Les murs du Vieux Homs, journal de bord de la rébellion

Les murs de la vieille ville syrienne de Homs sont comme un livre ouvert qui conte l'histoire de la rébellion pendant les deux ans de siège de l'armée, avec ses moments d'exaltation, de doutes et de divisions.

Dans ce quartier en ruines, les graffitis des insurgés apparaissent à chaque coin des rues, surtout sur les murs criblés de balles et les devantures éventrées des magasins.

Dans les premiers temps du siège, l'esprit révolutionnaire domine, avec les slogans hostiles au régime de Bachar al-Assad qui avaient été scandés par les centaines de milliers de personnes au début de la révolte en 2011 avant que celle-ci ne soit réprimée dans le sang et que le pays ne bascule dans la guerre.

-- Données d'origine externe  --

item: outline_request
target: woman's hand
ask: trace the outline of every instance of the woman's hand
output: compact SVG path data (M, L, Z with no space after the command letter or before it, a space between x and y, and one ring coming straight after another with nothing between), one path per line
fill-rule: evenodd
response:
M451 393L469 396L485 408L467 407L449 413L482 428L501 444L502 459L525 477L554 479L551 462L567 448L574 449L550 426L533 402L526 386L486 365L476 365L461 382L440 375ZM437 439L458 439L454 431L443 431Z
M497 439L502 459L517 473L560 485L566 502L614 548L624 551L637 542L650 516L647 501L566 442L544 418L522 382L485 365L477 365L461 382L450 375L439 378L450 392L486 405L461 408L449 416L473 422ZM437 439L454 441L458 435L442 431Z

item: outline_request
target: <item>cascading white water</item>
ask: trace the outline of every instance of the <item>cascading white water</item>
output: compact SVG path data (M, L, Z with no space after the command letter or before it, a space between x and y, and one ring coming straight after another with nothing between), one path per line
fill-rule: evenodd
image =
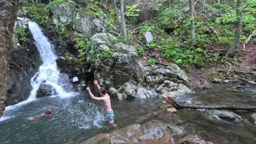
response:
M56 63L57 56L53 52L53 46L43 34L36 23L28 22L28 27L43 61L43 65L40 66L39 71L31 79L33 90L29 99L34 99L36 98L36 92L42 83L51 85L59 95L65 93L65 91L58 84L59 71Z
M71 89L73 87L69 84L68 77L65 74L60 75L58 69L56 59L57 56L53 52L53 46L51 45L47 38L43 35L40 27L35 22L29 21L28 27L35 40L36 46L40 54L40 57L43 61L39 71L31 78L31 85L33 90L28 99L15 105L6 107L6 110L12 109L17 106L28 103L36 99L37 91L40 84L44 83L52 86L54 94L67 97L77 95L77 93L66 92L62 87L66 89ZM60 77L60 76L61 77Z

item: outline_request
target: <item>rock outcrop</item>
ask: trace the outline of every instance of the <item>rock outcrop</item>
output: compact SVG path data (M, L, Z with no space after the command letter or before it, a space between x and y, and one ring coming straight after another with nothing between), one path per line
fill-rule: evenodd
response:
M28 98L32 90L30 79L42 63L32 36L29 34L28 37L31 38L28 39L27 44L21 46L15 35L18 26L25 28L28 33L28 20L24 19L18 19L15 21L13 35L14 49L10 53L7 106L17 103Z

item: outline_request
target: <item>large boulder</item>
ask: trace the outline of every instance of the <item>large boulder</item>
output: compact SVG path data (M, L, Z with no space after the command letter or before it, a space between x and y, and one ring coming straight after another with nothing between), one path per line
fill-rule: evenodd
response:
M163 123L148 122L143 125L135 124L109 133L100 134L83 144L87 143L175 143L171 136L173 129L182 132L181 128Z
M136 98L146 99L157 96L157 93L153 89L146 88L138 85Z
M254 113L250 116L249 121L256 125L256 113Z
M96 34L97 30L92 22L93 20L91 17L83 13L76 13L73 26L75 34L88 37Z
M213 144L212 142L206 141L197 135L189 134L177 141L177 143L189 144Z
M83 36L91 37L97 33L106 33L104 23L101 20L84 13L76 13L73 28L75 34Z
M112 55L111 64L114 67L115 85L122 85L136 75L138 53L132 46L119 43L114 46L116 52Z
M36 97L41 98L57 94L56 90L50 84L41 84L37 91Z
M9 53L9 84L6 106L16 104L28 98L32 90L30 79L42 63L39 52L34 43L34 39L29 33L28 41L21 45L15 34L19 26L29 31L28 19L17 19L13 29L13 50ZM22 47L23 46L23 47Z
M136 98L137 86L134 84L126 82L118 89L123 94L123 99Z
M51 12L53 13L53 23L57 26L71 23L75 10L75 3L71 1L53 5L51 6Z
M242 118L231 111L220 110L210 110L206 113L208 118L213 121L219 121L223 122L240 122Z
M73 58L66 59L62 57L59 57L56 60L57 67L60 69L60 73L65 73L69 74L74 73L73 71Z

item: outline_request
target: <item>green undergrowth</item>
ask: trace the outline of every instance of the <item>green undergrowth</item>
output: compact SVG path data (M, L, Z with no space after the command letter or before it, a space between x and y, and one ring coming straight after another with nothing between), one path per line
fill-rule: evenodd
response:
M242 42L256 29L255 5L251 4L244 8ZM143 44L135 45L139 56L156 52L165 59L185 68L209 67L230 60L223 57L225 52L217 50L228 49L233 41L236 5L227 2L205 4L204 13L202 9L196 9L194 27L196 43L194 45L191 45L190 40L191 19L188 12L184 12L187 11L188 6L188 3L179 7L174 3L170 7L160 9L150 20L139 24L135 29L139 33L134 39L139 39ZM218 12L213 12L213 9ZM214 15L214 12L218 14ZM150 43L146 43L143 38L143 33L147 31L153 36L154 40Z

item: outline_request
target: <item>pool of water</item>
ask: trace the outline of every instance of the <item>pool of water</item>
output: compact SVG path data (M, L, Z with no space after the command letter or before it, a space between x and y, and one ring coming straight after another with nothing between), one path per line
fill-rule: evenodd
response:
M118 127L109 128L105 121L105 112L101 102L92 100L89 95L38 99L4 111L0 122L0 141L1 143L79 143L100 133L135 123L138 117L147 113L140 108L152 101L161 100L119 101L111 99ZM50 117L37 121L26 119L43 113L49 108L52 110Z
M237 90L219 85L214 89L197 90L195 94L174 97L180 103L255 106L255 88L245 86ZM80 143L98 134L136 123L138 117L157 111L158 115L148 121L157 119L182 127L182 134L174 135L175 140L195 134L214 143L256 143L256 126L247 120L255 111L235 111L244 120L239 123L230 123L207 119L205 116L206 110L182 110L174 113L160 110L162 101L158 98L122 101L112 99L115 123L118 125L113 128L109 127L105 121L105 112L101 102L92 100L87 94L65 98L44 97L4 111L0 119L0 142ZM52 110L50 117L37 121L26 119L42 114L49 108Z

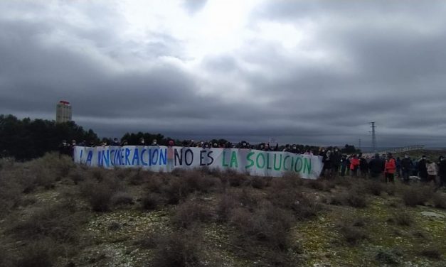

Entrés début mai dans le Vieux Homs après le départ des derniers rebelles en vertu d'un accord entre les belligérants, les soldats déambulent indifférents devant des slogans comme "Assad traître", "Homs libre", "Vive la Syrie libre sans Assad".

Sur d'autres murs, d'anciennes inscriptions à la gloire du "leader éternel" Hafez al-Assad, président défunt et père de Bachar, se superposent avec "A bas le régime d'Assad" ou encore "que Dieu maudisse ton âme Assad", insulte de prédilection des détracteurs du régime.

Avec les premiers morts dans les bombardements et les combats dans les quartiers de Hamidiyé, Jeb al-Jandali, Bab Dreib, Boustane al-Diwane, Safsafe, les slogans changent de ton: "La liberté se conquiert avec le sang des martyrs", voit-on sur les façades.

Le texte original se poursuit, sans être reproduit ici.